Geospatial theory
Introduction
A geographic data model, model geospatial data or simply data model in the context of geographic information systems is a mathematical and digital structure for representing phenomena on Earth. In general, such data models represent various aspects of these phenomena through geographic data including spatial locations, attributes, changes over time, and identity. For example, the vector data model represents geography as sets of points, lines, and polygons, and the raster data model represents geography as arrays of cells that store numerical values. Data models are implemented throughout the GIS ecosystem, including software tools for data management and spatial analysis, data stored in a variety of GIS file formats, specifications and standards, and specific designs for GIS installations.

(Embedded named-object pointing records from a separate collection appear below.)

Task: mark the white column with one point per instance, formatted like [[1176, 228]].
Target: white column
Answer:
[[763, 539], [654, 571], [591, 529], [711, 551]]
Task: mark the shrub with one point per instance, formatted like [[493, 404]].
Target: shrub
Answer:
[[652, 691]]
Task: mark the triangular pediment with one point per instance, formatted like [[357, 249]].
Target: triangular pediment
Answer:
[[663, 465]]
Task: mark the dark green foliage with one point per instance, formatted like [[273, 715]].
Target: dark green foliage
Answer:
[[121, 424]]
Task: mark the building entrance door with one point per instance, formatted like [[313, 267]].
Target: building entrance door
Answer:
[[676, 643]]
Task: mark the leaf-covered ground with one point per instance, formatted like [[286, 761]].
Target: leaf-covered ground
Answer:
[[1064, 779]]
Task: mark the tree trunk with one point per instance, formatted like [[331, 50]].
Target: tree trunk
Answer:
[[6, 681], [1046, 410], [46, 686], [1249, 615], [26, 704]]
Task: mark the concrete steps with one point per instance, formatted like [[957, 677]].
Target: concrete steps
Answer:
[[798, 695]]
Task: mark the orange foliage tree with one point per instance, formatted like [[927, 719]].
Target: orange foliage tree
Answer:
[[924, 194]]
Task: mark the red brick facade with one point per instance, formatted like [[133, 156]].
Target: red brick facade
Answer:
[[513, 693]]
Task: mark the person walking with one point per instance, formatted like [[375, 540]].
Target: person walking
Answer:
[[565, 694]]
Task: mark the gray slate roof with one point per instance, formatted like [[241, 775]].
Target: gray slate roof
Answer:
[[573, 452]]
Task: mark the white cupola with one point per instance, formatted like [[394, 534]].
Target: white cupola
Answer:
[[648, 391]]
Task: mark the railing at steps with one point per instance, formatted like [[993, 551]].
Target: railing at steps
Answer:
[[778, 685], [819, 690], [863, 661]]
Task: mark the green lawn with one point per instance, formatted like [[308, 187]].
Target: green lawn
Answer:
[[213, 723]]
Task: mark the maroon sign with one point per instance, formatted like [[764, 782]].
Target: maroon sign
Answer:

While the unique nature of spatial information has led to its own set of model structures, much of the data modeling process is similar to the rest of information technology, including the progression from conceptual models to logical models to physical models and the difference between generic models and designs for specific applications[1].
History
The first computer systems to represent geographic phenomena were quantitative analysis models developed during the quantitative revolution in geography in the 1950s and 1960s; These could not be called a geographic information system because they did not attempt to store geographic data in a consistent permanent structure, but were usually statistical or mathematical models.[2] The first true GIS software modeled spatial information using data models that would become known as raster or vector:.
Most first-generation GIS were custom-built for specific needs, with data models designed to be stored and processed most efficiently using the technological limitations of the day (especially punched cards and limited mainframe processing time). During the 1970s, the early systems had produced sufficient results to compare them and evaluate the effectiveness of their underlying data models.[3] This led to efforts at Harvard Laboratory and elsewhere focused on developing a new generation of generic data models, such as the POLYVRT topological vector model that would form the basis for commercial software and data such as Esri Coverage.
As commercial GIS software, GIS installations, and GIS data proliferated in the 1980s, scholars began searching for conceptual models of geographic phenomena that seemed to underlie common data models, trying to discover why raster and vector data models seemed to make common sense, and how they measured and represented the real world. This was one of the main threads that formed the subdiscipline of geographic information science in the early 1990s.